Alors que M. Trump a affirmé que la mission des militaires américains était désormais de protéger les champs de pétrole, les responsables du Pentagone doivent se livrer à des contorsions sémantiques pour assurer qu'il s'agit toujours de contrer l'EI, la justification légale de l'intervention américaine sur un territoire étranger contre la volonté de son gouvernement.

"Je ne dirais pas que la mission est de sécuriser les champs de pétrole", a ainsi déclaré le vice-amiral Byrne. "La mission est de vaincre l'EI. Sécuriser les champs de pétrole est une tâche subordonnée à cette mission. Et l'objectif de cette tâche est d'empêcher l'EI de bénéficier de cette infrastructure pétrolière."

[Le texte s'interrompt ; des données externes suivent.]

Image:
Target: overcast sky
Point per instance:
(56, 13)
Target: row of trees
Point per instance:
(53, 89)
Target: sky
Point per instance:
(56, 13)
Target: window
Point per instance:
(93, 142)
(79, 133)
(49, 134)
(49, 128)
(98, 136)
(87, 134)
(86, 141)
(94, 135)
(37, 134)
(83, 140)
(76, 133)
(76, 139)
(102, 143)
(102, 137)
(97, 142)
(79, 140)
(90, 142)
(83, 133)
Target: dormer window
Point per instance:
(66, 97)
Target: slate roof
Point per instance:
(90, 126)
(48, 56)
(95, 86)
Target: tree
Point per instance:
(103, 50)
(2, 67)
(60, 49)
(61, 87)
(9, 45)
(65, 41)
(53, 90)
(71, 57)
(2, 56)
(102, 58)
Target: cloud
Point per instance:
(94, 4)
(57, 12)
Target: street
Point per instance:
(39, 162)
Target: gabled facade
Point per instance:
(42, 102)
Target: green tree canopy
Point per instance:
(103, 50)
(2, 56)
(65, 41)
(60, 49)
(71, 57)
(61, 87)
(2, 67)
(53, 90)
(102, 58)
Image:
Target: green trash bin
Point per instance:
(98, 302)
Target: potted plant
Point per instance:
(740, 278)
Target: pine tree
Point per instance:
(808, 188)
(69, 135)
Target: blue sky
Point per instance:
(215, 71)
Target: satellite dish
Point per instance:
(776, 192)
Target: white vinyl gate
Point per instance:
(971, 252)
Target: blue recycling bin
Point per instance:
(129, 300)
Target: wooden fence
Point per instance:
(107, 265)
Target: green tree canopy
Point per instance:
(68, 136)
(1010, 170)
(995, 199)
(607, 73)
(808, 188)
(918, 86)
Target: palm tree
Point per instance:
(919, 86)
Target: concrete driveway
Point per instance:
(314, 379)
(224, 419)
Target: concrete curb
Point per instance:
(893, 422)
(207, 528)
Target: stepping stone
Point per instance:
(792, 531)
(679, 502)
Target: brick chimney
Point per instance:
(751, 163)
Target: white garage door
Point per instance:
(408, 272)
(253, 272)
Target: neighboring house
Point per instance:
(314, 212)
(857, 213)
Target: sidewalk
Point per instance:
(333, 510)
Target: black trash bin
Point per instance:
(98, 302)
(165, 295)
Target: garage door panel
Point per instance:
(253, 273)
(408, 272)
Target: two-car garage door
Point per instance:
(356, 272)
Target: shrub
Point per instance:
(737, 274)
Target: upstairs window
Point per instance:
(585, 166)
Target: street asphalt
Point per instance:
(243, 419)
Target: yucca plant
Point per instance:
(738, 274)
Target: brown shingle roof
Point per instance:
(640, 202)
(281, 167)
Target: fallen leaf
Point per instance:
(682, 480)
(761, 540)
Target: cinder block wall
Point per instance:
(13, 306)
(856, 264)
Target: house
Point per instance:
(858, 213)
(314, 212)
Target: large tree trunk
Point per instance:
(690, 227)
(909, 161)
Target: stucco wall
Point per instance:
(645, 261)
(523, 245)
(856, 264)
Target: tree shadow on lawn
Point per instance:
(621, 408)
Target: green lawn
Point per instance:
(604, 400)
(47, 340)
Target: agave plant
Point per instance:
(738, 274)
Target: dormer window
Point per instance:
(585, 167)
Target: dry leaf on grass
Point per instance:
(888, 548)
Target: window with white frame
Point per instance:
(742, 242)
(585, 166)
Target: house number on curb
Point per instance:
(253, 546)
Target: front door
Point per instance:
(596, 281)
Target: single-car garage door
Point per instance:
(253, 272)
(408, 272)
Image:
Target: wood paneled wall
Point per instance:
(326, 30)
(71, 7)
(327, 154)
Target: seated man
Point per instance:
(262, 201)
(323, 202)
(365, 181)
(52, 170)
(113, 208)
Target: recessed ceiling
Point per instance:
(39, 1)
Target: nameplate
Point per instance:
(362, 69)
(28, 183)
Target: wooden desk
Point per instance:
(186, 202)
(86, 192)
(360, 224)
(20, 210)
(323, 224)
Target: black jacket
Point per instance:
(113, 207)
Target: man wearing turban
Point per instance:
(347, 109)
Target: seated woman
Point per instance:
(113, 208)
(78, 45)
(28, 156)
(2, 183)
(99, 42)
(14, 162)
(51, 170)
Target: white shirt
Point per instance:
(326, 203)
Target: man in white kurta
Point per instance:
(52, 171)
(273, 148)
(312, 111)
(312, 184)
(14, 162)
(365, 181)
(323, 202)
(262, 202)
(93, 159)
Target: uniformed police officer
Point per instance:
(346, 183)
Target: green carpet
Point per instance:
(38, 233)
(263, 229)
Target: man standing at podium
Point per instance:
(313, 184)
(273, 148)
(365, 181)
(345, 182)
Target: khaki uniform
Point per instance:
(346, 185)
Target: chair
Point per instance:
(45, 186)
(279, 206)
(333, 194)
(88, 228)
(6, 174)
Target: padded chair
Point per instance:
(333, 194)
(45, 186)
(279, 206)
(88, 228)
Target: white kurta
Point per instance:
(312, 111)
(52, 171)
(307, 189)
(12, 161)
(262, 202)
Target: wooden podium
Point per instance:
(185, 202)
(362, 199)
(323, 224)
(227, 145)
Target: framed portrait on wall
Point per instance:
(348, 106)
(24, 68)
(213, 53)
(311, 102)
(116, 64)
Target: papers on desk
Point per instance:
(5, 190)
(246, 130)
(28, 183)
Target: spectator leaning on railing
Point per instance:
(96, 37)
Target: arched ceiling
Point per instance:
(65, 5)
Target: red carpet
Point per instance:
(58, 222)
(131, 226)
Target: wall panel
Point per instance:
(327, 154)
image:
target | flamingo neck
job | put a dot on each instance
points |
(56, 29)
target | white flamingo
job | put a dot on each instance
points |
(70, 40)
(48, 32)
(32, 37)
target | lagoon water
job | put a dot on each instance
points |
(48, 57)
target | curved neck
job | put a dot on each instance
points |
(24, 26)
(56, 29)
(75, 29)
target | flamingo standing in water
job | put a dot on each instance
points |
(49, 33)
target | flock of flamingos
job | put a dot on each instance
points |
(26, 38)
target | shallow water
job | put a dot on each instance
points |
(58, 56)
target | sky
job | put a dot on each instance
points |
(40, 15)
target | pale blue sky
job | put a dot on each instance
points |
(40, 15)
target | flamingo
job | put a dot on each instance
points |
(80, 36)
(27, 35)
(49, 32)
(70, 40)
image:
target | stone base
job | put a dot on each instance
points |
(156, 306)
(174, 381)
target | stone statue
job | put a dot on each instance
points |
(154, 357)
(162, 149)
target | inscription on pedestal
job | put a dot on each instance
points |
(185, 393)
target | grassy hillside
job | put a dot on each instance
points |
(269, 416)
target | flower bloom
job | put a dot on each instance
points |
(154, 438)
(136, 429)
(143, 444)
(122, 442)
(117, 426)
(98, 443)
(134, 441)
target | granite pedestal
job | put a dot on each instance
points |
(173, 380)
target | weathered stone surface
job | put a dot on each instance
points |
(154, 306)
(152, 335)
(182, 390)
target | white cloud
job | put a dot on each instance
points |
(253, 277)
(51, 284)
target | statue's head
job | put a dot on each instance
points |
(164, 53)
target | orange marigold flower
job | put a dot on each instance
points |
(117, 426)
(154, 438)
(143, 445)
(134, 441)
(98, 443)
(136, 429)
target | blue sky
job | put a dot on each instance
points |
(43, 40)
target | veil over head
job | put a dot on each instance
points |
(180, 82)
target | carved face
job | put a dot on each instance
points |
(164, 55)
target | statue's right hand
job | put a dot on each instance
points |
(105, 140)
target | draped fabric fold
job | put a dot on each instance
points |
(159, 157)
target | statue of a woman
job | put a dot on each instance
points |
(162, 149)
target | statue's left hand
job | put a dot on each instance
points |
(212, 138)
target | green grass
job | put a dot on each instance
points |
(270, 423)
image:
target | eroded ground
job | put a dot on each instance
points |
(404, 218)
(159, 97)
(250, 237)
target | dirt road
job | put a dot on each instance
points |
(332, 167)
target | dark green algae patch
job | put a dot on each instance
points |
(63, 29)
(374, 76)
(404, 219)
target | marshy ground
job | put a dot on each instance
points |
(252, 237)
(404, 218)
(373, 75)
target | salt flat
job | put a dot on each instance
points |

"Il s'agit donc d'empêcher l'EI d'y avoir accès et aussi de permettre aux Kurdes et aux FDS de contrôler" le pétrole, a ajouté M. Hoffman. L'objectif est "d'accorder aux Kurdes de la région, les forces FDS, une source de revenus et la possibilité de monter en puissance dans leur campagne militaire contre l'EI".

"Ce n'est pas une nouvelle mission", a-t-il assuré. "Tout le monde semble penser que ça a changé. Ce n'est pas le cas."

-Une mission dangereuse -

Alors que les forces américaines contrôlaient jusque là l'ensemble du territoire syrien situé à l'est de l'Euphrate, protégées par une couverture aérienne et par la frontière naturelle que représente le fleuve, la présence de forces russes, turques et syriennes dans le nord a ouvert un nouveau front, ce qui explique l'envoi de blindés.

"Il y a deux raisons. L'une est la mobilité: ils ont des roues et ils vont vite. L'autre est la protection de nos forces. Ils sont blindés", a expliqué le vice-amiral Byrne, précisant que le choix de ces unités était dû à "la menace".

Après les attentats du 11 septembre 2001, le Congrès américain a autorisé l'exécutif à mener des opérations militaires illimitées contre le terrorisme, et le Pentagone se base sur cette autorisation pour justifier légalement la prise de contrôle des champs de pétrole de la Syrie.

"Les Etats-Unis sont-ils en train de voler le pétrole?", a demandé un journaliste américain.

"Les Etats-Unis ne tirent aucun bénéfice de tout ceci. Les bénéfices reviennent aux FDS", a dû assurer M. Hoffman.